Vocus and Duct Tape Marketing recently teamed up to put out the report Path to Influence: An Industry Study of SMBs and Social Media. The interplay between small businesses and social media was interesting. The big problem SMBs seem to be facing right now is the fact that social media does in fact cost something. They’re also struggling to master and manage social accounts with so many available tools. And many are still uncomfortable dealing with customer issues publicly.
The Good News
On a positive note, small businesses are using social media more. Of those surveyed, 77% said that social media accounts for 25% or more of their total marketing efforts. Nearly all of them use social media primarily to share information, while less than half use it as a customer service tool (a number I personally hope increases soon). They’re also using it to build marketing lists and interact with followers one-on-one.

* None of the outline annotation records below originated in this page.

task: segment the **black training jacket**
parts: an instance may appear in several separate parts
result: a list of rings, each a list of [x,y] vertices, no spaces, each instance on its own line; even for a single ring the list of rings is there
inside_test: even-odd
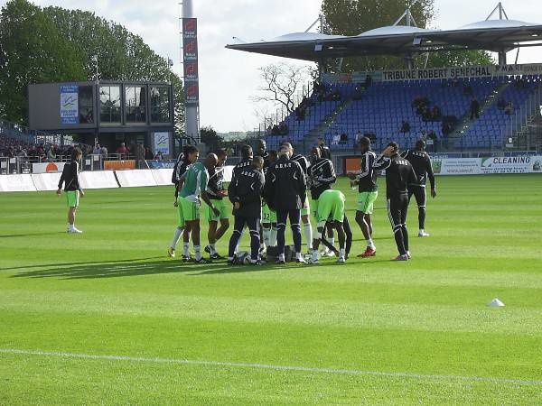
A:
[[[262,191],[265,184],[266,178],[261,171],[254,167],[239,170],[228,187],[229,201],[240,204],[238,209],[234,207],[233,215],[259,218],[262,211]]]
[[[298,162],[283,155],[269,167],[264,196],[271,209],[300,209],[306,193],[305,175]]]

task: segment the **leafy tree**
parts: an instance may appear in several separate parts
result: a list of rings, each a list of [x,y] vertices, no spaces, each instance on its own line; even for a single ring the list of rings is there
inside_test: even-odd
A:
[[[307,68],[278,63],[261,67],[259,71],[263,85],[252,99],[258,103],[270,102],[275,107],[292,113],[296,106],[296,95],[310,78]]]
[[[222,137],[210,125],[200,129],[200,137],[210,151],[215,151],[224,143]]]
[[[359,35],[375,28],[392,25],[405,12],[412,0],[323,0],[322,13],[326,18],[329,33],[336,35]],[[429,26],[435,15],[435,0],[419,0],[411,8],[416,25]],[[425,58],[415,60],[423,68]],[[429,67],[478,65],[491,62],[491,55],[483,51],[454,51],[431,54]],[[333,69],[332,67],[331,70]],[[405,69],[403,58],[396,56],[370,56],[346,58],[341,71],[364,71]]]
[[[25,124],[29,83],[85,80],[80,52],[54,23],[25,0],[12,0],[0,15],[0,112]]]
[[[100,79],[171,81],[175,129],[183,133],[181,78],[124,26],[81,10],[41,9],[27,0],[7,2],[0,22],[0,116],[27,121],[29,83],[95,79],[96,55]]]

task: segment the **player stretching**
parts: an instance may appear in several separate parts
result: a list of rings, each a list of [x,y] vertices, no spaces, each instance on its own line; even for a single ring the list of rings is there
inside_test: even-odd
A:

Facebook, LinkedIn and Twitter still lead the pack in terms of the most commonly used sites, but rather than coloring within these lines, more small businesses are dabbling with up-and-comers like Pinterest, Google + and Instagram. I think this fact opens the door to more experimentation with less popular (or less established) social media platforms, which can spur all kinds of creativity.
Let’s Talk Spending
Using an average of three tools to manage their social media profiles, small businesses are spending about $845 a month on their social media efforts. And that number is likely to increase even more–84% said they expected to spend more on social media in the future.
What You Should Take Away
You can compare yourself to these survey results, but if you’ve found a social media marketing formula that works for you, don’t let the survey sway you in another direction. The important thing to realize is that, just like any marketing effort worth doing, social media costs time and money. I think we’re past the point of questioning whether it’s worth that investment; businesses of all sizes have proven that it is.